Literature is something else. The Johns and Marys in poems, plays, and stories – even though they usually are fairly ordinary individuals, in many ways often rather like us – somehow become significant as we perceive them through the writer’s eye and ear. The writer selects what is essential, and makes us care about the characters. Their doings stay in our minds.

 To say that their doings stay in our minds is not to deny that works of literature show signs of being the products of particular ages and environments. It is only to say that these works are not exclusively about those ages and environments; they speak to later readers. The love affairs that we read about in the newspaper are of little or no interest a day later, but the love of Romeo and Juliet, with its joys and sorrows, has interested people for 400 years. Those who know the play may feel, with Lady Murasaki’s spokesman, that there must never come a time when these things are not known. It should be mentioned too, that readers find, on rereading a work, that the works are still of great interest but often for new reasons. That is, when as adolescents we read Romeo and Juliet we may value it for certain reasons, and when in maturity we reread it we may see it differently and value it for new reasons. It is news that remains news.

As the example of Romeo and Juliet indicates, literature need not be rooted in historical fact. Although guides in Verona find it profitable to point out Juliet’s house, the play is not based on historical characters. Literature is about life, but it may be fictional, dealing with invented characters. In fact, almost all of the characters in literature are imaginary – although they seem real.

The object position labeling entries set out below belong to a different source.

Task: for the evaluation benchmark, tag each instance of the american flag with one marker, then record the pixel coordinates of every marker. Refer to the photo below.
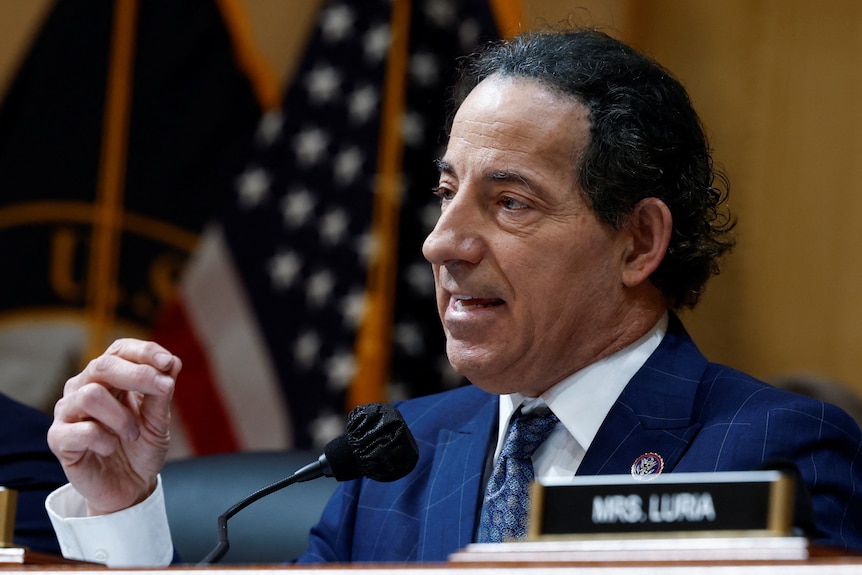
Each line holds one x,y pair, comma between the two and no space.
276,303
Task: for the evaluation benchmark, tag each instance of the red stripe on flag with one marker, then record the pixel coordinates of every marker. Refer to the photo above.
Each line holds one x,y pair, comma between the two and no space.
197,398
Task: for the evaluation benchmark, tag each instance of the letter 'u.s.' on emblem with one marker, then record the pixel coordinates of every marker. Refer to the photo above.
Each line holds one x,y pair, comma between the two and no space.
647,466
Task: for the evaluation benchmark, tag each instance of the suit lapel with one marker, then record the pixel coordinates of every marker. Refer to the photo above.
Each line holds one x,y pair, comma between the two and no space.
654,414
456,486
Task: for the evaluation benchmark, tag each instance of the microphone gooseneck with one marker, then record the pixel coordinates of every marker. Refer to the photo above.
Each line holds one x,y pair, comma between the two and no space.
377,444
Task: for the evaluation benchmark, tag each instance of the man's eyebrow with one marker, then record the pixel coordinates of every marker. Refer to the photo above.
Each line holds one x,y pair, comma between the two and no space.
444,166
496,176
506,176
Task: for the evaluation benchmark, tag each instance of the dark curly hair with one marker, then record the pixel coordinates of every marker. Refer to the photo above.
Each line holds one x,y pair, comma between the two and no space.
646,141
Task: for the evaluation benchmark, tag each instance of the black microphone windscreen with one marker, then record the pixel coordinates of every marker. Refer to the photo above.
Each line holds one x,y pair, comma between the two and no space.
382,443
339,461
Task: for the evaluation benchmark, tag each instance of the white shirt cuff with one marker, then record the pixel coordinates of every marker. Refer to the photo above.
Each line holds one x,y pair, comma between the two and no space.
135,537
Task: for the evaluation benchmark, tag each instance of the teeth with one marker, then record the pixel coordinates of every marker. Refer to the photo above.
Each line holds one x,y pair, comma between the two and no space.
461,305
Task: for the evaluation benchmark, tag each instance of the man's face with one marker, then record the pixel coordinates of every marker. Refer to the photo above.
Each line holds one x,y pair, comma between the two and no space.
528,280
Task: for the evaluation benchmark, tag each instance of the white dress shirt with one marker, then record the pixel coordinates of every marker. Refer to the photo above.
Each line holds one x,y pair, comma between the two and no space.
581,402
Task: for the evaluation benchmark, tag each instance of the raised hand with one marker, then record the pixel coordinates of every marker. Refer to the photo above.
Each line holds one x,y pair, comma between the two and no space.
111,427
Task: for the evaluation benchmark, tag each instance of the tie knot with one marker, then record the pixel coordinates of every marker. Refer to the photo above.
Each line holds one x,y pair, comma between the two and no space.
528,431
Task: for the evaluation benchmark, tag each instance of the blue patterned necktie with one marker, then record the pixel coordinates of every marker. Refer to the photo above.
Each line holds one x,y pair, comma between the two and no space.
507,497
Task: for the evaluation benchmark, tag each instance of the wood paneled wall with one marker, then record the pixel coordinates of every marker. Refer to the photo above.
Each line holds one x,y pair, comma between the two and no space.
778,84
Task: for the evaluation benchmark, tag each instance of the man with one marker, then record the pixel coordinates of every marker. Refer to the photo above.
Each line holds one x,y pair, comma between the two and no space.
577,212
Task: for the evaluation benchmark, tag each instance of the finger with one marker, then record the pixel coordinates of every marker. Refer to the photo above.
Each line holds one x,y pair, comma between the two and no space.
120,374
144,352
71,442
95,403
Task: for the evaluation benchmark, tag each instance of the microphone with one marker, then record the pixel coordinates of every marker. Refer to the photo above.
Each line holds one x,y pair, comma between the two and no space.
377,444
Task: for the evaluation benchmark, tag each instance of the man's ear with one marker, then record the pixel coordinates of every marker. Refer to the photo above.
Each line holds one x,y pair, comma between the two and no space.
648,233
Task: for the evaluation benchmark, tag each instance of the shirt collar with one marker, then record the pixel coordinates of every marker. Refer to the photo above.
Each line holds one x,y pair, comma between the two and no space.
582,401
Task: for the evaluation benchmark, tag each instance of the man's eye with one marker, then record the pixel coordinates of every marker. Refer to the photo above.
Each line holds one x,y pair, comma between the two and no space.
443,193
512,203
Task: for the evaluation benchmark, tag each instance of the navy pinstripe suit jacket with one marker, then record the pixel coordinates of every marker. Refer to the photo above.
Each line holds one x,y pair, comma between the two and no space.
697,415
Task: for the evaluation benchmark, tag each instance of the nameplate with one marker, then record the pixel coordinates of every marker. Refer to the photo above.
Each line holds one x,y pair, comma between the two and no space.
730,503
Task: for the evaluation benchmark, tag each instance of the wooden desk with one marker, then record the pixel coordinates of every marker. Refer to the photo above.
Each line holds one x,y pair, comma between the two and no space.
644,557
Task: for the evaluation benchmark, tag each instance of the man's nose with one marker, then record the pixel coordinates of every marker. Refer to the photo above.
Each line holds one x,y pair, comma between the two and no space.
457,235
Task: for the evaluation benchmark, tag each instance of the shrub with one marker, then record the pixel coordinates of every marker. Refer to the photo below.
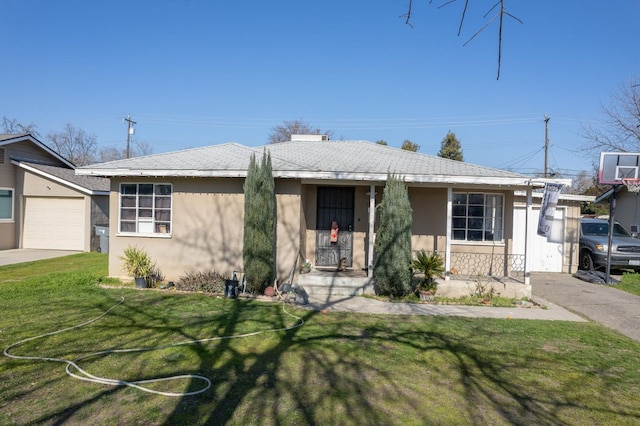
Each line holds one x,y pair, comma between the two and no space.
207,282
430,265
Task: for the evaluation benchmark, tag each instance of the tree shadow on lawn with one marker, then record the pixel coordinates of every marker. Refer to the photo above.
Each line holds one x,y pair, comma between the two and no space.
330,371
256,388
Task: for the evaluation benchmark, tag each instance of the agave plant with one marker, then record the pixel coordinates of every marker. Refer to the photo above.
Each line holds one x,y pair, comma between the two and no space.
431,265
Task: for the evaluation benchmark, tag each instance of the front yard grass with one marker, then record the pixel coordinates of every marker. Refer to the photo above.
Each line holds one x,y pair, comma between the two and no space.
338,368
630,283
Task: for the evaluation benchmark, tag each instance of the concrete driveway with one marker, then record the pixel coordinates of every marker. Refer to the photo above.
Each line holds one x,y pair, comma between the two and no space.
8,257
614,308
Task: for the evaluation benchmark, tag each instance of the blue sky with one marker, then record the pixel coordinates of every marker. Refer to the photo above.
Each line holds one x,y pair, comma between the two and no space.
204,72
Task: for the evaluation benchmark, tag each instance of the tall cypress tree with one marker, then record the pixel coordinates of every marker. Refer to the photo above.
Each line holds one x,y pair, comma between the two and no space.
392,268
259,242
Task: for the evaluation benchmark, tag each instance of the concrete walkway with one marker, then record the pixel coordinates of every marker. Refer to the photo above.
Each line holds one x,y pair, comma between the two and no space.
372,306
604,304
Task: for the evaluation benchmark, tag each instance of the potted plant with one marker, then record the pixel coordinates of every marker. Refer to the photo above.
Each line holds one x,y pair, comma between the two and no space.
305,268
431,266
138,264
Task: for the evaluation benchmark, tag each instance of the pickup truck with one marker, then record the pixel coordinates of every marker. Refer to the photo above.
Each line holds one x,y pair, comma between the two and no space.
594,241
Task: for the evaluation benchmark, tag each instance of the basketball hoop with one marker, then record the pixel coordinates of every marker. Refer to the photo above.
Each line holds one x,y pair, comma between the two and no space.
632,184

One reason that literary works endure (whether they show us what we are or what we long for) is that their form makes their content memorable. Because this discussion of literature is brief, we will illustrate the point by looking at one of the briefest literary forms, the proverb. (Our definition of literature is not limited to the grand forms of the novel, tragedy, and so on. It is wide enough, and democratic enough, to include brief, popular, spoken texts.) Consider this statement -

A rolling stone gathers no moss.

Now let’s compare it with a paraphrase (a restatement, a translation into other words):

If a stone is always moving around, vegetation won’t have a chance to grow on it.

What makes the original version more powerful, more memorable? Surely much of the answer is that the original is more concrete and its form is more shapely. At the risk of being heavy-handed, we can analyse the shapeliness thus: Stone and moss (the two nouns in the sentence) each contain one syllable; rolling and gathers (the two words of motion) each contain two syllables, each with the accent on the first of the two syllables. Notice, too, the nice contrast between stone (hard) and moss (soft).

The reader probably feels this shapeliness unconsciously, rather than perceives it consciously. That is, these connections become apparent when one starts to analyse, but the literary work can make its effect on a reader even before the reader analyses. As T. S. Eliot said in his essay on Dante (1929), ‘Genuine poetry can communicate before it is understood.’ Indeed, our first reading of a work, when we are all eyes and ears (and the mind is highly receptive rather than sifting for evidence), is sometimes the most important reading. Experience proves that we can feel the effects of a work without yet understanding how the effects are achieved.